[PDF]    http://dx.doi.org/10.3952/physics.v54i3.2951

Open access article / Atviros prieigos straipsnis

Lith. J. Phys. 54, 127–135 (2014)


SLOW AND FAST OPTICAL DEGRADATION OF THE SESAM FOR FIBER LASER MODE-LOCKING AT 1 µm
K. Viskontasa,b, K. Regelskisa,b, and N. Rusteikaa,b
aCenter for Physical Sciences and Technology, Savanorių 231, LT- 02300, Vilnius, Lithuania
bEkspla Ltd, Savanorių 231, LT- 02300, Vilnius, Lithuania
E-mail: karolis.viskontas@ar.fi.lt

Received 17 April 2014; accepted 29 May 2014

In this paper, we introduce a detailed study of degradation of the InxGa1-xAs quantum well (QW) based semiconductor saturable absorber mirror (SESAM) irradiated with picosecond pulses from a fiber laser at a 1064 nm wavelength.
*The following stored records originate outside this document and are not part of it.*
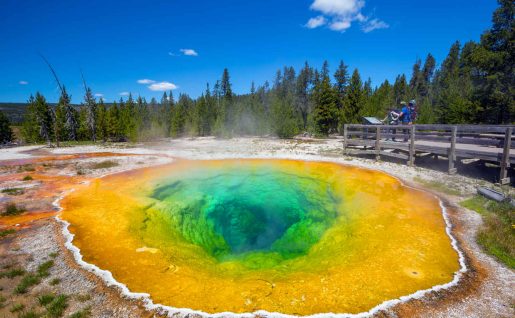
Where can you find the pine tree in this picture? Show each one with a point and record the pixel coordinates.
(102, 129)
(71, 124)
(112, 123)
(84, 131)
(302, 96)
(325, 113)
(495, 62)
(342, 81)
(60, 131)
(91, 113)
(6, 133)
(44, 118)
(30, 126)
(355, 100)
(400, 89)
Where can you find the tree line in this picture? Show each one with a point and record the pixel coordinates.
(475, 83)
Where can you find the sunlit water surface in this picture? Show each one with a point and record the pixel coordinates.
(276, 235)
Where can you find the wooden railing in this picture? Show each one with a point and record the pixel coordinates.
(488, 143)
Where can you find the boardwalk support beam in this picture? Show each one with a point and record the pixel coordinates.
(345, 139)
(505, 163)
(378, 143)
(411, 161)
(452, 150)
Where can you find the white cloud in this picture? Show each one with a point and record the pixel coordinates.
(340, 25)
(146, 81)
(339, 15)
(316, 22)
(162, 86)
(374, 24)
(338, 7)
(189, 52)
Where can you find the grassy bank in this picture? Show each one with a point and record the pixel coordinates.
(497, 235)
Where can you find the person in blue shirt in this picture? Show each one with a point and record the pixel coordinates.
(405, 117)
(413, 111)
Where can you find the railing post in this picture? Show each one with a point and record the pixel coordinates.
(345, 129)
(411, 161)
(378, 143)
(452, 151)
(505, 164)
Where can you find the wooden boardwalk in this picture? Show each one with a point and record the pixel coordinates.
(488, 143)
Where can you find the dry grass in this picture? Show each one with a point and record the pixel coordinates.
(438, 186)
(497, 235)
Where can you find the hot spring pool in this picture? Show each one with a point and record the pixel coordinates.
(283, 236)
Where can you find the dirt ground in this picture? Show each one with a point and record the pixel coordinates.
(33, 243)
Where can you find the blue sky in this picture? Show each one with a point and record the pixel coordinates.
(184, 44)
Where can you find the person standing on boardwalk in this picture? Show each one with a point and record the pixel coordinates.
(405, 117)
(413, 111)
(392, 119)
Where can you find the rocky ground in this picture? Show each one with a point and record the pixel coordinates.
(32, 241)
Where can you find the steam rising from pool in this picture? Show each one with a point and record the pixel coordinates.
(292, 237)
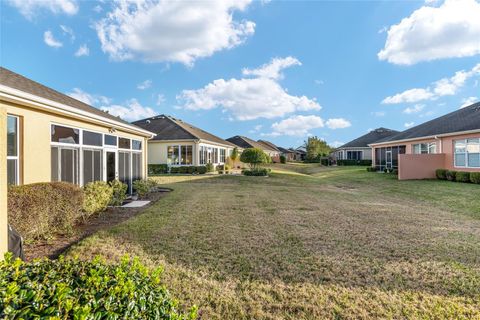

In a slow degradation study at a lower incident fluence, the longest operating times of ~4000 h were recorded for two SESAMs with a slow carrier relaxation (τ = 15 ps) in comparison to 1000 h of the fast (τ = 1 ps) SESAM. The nonlinear reflectivity measurements after the long-term tests indicated that the most likely mechanism of SESAM degradation was the modification of the InGaAs QW structure. By reducing a thermal load on the SESAM, an expected lifetime was increased ten-fold. At higher saturation levels, SESAMs experienced critical optical damage (COD) after less than 24 h of operation. The most likely mechanism of COD was deduced to be the two-photon absorption in GaAs material. The necessity of slow degradation tests close to the operating conditions of the SESAM was demonstrated.
Keywords: saturable absorber, SESAM, mode-locked fiber laser, optical degradation, Yb-doped fiber, ultra-short pulse
PACS: 42.81.Wg, 42.65.Re, 42.70.Ng

SKAIDULINIŲ LAZERIŲ MODŲ SINCHRONIZACIJAI SKIRTŲ SESAM DARINIŲ LĖTA IR SPARTI DEGRADACIJA ESANT 1 µm BANGOS ILGIUI
K. Viskontasa,b, K. Regelskisa,b, N. Rusteikaa,b
aFizinių ir technologijos mokslų centras, Vilnius, Lietuva
bUAB „Ekspla“, Vilnius, Lietuva

Darbe pristatytas InxGa1-xAs kvantinių duobių pagrindu pagamintų puslaidininkinių įsisotinančios sugerties veidrodžių (SESAM), apšviestų pikosekundiniais skaidulinio 1064 nm osciliatoriaus impulsais, degradacijos tyrimas. Ilgalaikių degradacijų tyrime, kuris atliktas su mažesniais impulsų energijos tankiais, du ilgiausiai veikę lėtos relaksacijos (τ = 15 ps) SESAM pasiekė ~4000 h, o greitos relaksacijos (τ = 1 ps) SESAM tik 1000 h. Netiesinio atspindžio matavimai rodo, kad InGaAs kvantinių duobių optinė modifikacija yra pagrindinė SESAM degradacijos priežastis. Be to, sumažinus terminį poveikį, SESAM tikėtina gyvavimo trukmė padidėjo dešimt kartų. Prie didesnių energijos tankių stebimas staigus SESAM pažeidimas, po įjungimo praėjus mažiau nei 24 valandoms. Toks pažeidimas siejamas su dvifotone sugertimi GaAs sluoksnyje. Dėl skirtingų SESAM degradacijos mechanizmų pademonstruota būtinybė atlikti ilgalaikius testus realaus skaidulinio lazerio veikimo sąlygomis.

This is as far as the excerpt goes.